声音也带着一丝不易察觉的慌乱,急促而‘微颤’:
“你?你什么意思……什么叫进了我的院子,就算是我夫君了?”
黎云辞眼中原本那点因期待而燃起的微光,瞬间黯淡下去,化作一汪深潭,沉淀着被深深忽视的‘委屈’和难以言说的‘疲惫’。
他的声音也低了下去,带着一丝被强行摆弄,如同提线木偶般的愤懑,还有被伤过后,那不甘沉寂的余烬:
“难道不是前段时间,你父亲看中了我,一心想让我做你的夫君。
便不由分说,强行用他深厚的修为将我压制住,动弹不得……
又冷着脸命你那两个师兄将我‘五花大绑’,像捆货物一样,粗暴地捆绑了回来,就代表了一切?”

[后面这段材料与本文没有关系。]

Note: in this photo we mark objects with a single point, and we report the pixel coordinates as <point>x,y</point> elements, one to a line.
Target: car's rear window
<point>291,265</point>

他顿了顿,像是用尽了全身的力气才将接下来的话‘一字一句’吐露出来。
眼底的黯淡愈发浓重,几乎要凝成实质,声音里也带上了一丝压抑不住的,几乎要决堤的痛楚:
“之后你的大师兄以什么‘教导规矩’为名。
竟将我捆绑在后山那个阴冷潮湿的洞里——一根冰冷坚硬的石柱上,每日里不分昼夜地鞭打。
那冰冷的鞭子抽打在身上,火辣辣的疼,深入骨髓,每一鞭都像是抽在我的心上,疼得我几乎以为自己会死在那里。
足足半月有余,‘日日如此’,‘夜夜如此’,才把我像一件用旧了的破布娃娃一样,奄奄一息地扔到了你的院子里。”
他深吸一口气,像是想平复一下剧烈起伏的情绪,可声音里的颤抖却出卖了他:
“结果呢?
结果就因为你随口一句轻飘飘的‘我不喜欢’?再加上一句‘我身体里有毒’?
便彻底否定了所有?
否定了你父亲的决定,否定了你师兄们的‘教导’,否定了这半月来我所承受的一切‘痛苦’和‘屈辱’?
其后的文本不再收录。